Apprenticeships typically last from 3-5 years. There are certain requirements to enroll in some of the apprenticeship programs as well, for instance the age requirement is typically 17 years old to apply and 18 years old at the start of the program. And, like many of the HVAC schools, some apprenticeships require a GED or high school diploma, and require applicants to have taken certain subjects in high school like algebra and for which they earned a passing grade.
Generally speaking, employers prefer to see some formal schooling when hiring technicians. Some apprenticeships actually include classroom instruction, and courses that the apprentices are required to complete within a given time period. At the end of the time period, somewhere between 3-5 years, the apprentices can take the licensing exam. For those students who are enrolled in an apprenticeship that does not include class time, you might consider supplementing the hands-on work experience with some schooling or formal class-time.
Students or prospective HVAV technicians might choose to reach out to local chapters of HVAC organizations in search of apprenticeships close to home. Some HVAC associations include:
- Sheet Metal Workers’ International Association
- Plumbing-Heating-Cooling Contractors Association
- Mechanical Contractors Association of America
- Air-Conditioning Contractors of America
In the state of California, HVAC technicians who work on projects that cost over $500 are required to have a Warm-Air Heating, Ventilating, and Air-Conditioning Contractor License. This is a license that must be granted from the Contractors State License Board (CSLB). With this license, HVAC techs can service, install, maintain, and repair climate-control systems in California, and limited work in the states of Nevada, Utah and Arizona.
To be considered to take the exam, there is an application fee of $300 which also includes the exam fee. Other requirements state that the applicant must be fingerprinted and successfully pass a criminal background check. The individual must be bonded and, perhaps most importantly, the state of California requires that journeymen who are applying to sit for the exam have at least 4 years of experience in the HVAC field. Examples of experience could be as a contractor, builder, foreman or journeyman in the industry.
The exam consists of a business and law portion, as well as an HVAC-specific portion. Once an HVAC tech passes the exam (earning a 72% or above), the cost for the license for the first two years is $180. The exam itself typically takes about two and a half hours, and is somewhere around 100 questions.
It seems that earning a bachelor’s degree in HVAC studies is fairly rare, however there are some post-secondary 4-year schools which students who have already obtained an associate’s degree can enroll in. Of course, HVAC technicians considering going back to school may opt to study and earn a BS in a related field, such as engineering technology, or Heating, Ventilation and Air Conditioning Design Technology, that may help them in their current field. The latter is a degree wherein students learn business management and supervision skills alongside deepening their education and knowledge of HVAC methods, system design, and advanced studies in that arena.
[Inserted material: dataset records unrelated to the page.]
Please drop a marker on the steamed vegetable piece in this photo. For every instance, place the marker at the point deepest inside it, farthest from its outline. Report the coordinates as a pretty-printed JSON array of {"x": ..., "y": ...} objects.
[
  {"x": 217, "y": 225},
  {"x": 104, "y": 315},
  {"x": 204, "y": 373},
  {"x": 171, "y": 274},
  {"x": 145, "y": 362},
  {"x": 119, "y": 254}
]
HVAC Continuing Education Options
Some states have continuing education requirements for certain licenses. Continuing education classes can be taken in person during class-time or live seminars, or through an online program. For example, in California, it is mandatory for electricians to take 32 hours of continuing education to renew their licenses. Currently, the state of California has no requirements for HVAC technicians to complete additional educational courses to uphold their licensure.
There are however non-obligatory continuing education classes which HVAC technicians may opt to take at any point in their career, simply to stay on top of the latest technologies and climate control systems. Even seasoned HVAC technicians may choose to take non-required continuing education classes, to learn about advancements in the field.